School-based religious freedom conflict bubbles up in N.Y.

Written by William C. Duncan

June 3, 2022

In the past half century, religious liberty lawsuits have become more common. One reason for the change is the increased legal regulation of a wide range of public and private endeavors. This regulatory expansion makes it more likely that people of faith and religious organizations will be faced with a conflict between a regulation and their exercise of faith.

In other words, the more highly regulated an activity, the more potential for conflicts.

That is probably one reason so many religious freedom disputes arise in a school setting, where the government is highly involved. The two remaining religious freedom cases in the current U.S. Supreme Court term both arise in the context of schools. One raises the question of whether a school can fire a coach for praying on the school’s football field after the game. The other raises the question of whether a student attending a religious school can be considered ineligible for tuition assistance.

Though getting far less national attention, a school-based religious freedom dispute is brewing in New York as well.

The New York State Board of Regents just finished receiving public comments on proposed regulations governing K-12 private schools, including religious schools. Since 1895, state law has required students who do not attend public schools to be given “substantially equivalent” instruction to that provided in public schools. The new rules would try to quantify this inherently subjective standard.

Although the rules are an improvement over stricter regulations proposed a few years ago, the regulation still poses threats to the work of religious schools. An analysis of the current proposal by an eminent religious liberty scholar and a vice president of the Union of Orthodox Jewish Congregations of America explains that “the proposed regulations need significant work if they are to correctly balance the values at the heart of religious education.”

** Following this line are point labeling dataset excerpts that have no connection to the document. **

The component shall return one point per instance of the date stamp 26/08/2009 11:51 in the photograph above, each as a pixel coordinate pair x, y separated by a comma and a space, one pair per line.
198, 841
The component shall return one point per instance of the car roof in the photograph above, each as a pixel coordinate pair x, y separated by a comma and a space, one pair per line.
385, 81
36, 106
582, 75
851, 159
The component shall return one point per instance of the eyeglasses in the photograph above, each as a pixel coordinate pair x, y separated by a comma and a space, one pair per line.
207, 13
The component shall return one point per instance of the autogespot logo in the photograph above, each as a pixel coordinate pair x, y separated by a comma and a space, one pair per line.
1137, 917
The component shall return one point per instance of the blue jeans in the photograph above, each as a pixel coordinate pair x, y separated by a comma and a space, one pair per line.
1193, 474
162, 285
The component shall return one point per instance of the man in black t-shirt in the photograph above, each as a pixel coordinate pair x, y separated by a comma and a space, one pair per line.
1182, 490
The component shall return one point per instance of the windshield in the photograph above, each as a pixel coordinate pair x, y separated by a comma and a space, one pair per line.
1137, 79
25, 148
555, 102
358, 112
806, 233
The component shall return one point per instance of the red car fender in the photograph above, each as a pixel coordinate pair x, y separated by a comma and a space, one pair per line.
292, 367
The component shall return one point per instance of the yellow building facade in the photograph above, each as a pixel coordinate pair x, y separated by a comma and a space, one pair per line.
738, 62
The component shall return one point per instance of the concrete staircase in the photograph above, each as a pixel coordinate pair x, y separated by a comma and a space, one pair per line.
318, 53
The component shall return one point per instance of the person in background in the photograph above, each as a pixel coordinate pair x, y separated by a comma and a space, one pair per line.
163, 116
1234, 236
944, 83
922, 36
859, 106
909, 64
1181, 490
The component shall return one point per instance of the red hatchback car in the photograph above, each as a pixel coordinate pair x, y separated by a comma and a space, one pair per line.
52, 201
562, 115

The authors point to three areas of concern:

  1. “The proposed list of required areas of study goes beyond general subjects to include courses in physical education and ‘kindred subjects,’ patriotism and citizenship, highway safety and traffic regulation, and fire and arson prevention.” This raises the possibility that regulators in the future will “simply continue adding to this list” – perhaps adding subjects that might create conflicts with the sincerely held beliefs of religious schools.
  2. The proposal would allow “persons considering themselves aggrieved” to appeal directly to the commissioner of education rather than leaving enforcement to government officials. This could lead to vexatious complaints, and Jewish schools in particular worry that “it opens the door to major abuses by those hostile to Jews or their yeshivas [traditional Jewish schools].”
  3. The rules cannot be appropriately implemented without “accreditors and evaluators sufficiently familiar with the distinctive qualities of Jewish education to properly assess Jewish schools for substantial equivalency.” For instance, evaluators would need to be sensitive to “the central feature of Jewish day schools – their dual curriculum – which includes both Jewish studies (such as the Bible and Talmud) and general studies (such as math, science, and English language arts)” integrated in the curriculum.

Tens of thousands of letters have been sent by religious schools in opposition to the rules as currently written. The government is set to vote on the proposal in the fall.

Like most of these conflicts, a good-faith effort to respond to the constructive criticisms of the religious schools and their supporters could allow the schools to operate consistent with their beliefs and preserve the state’s valid interest in ensuring students receive an appropriate education. Hopefully the involvement of parents and schools in the process will encourage that result.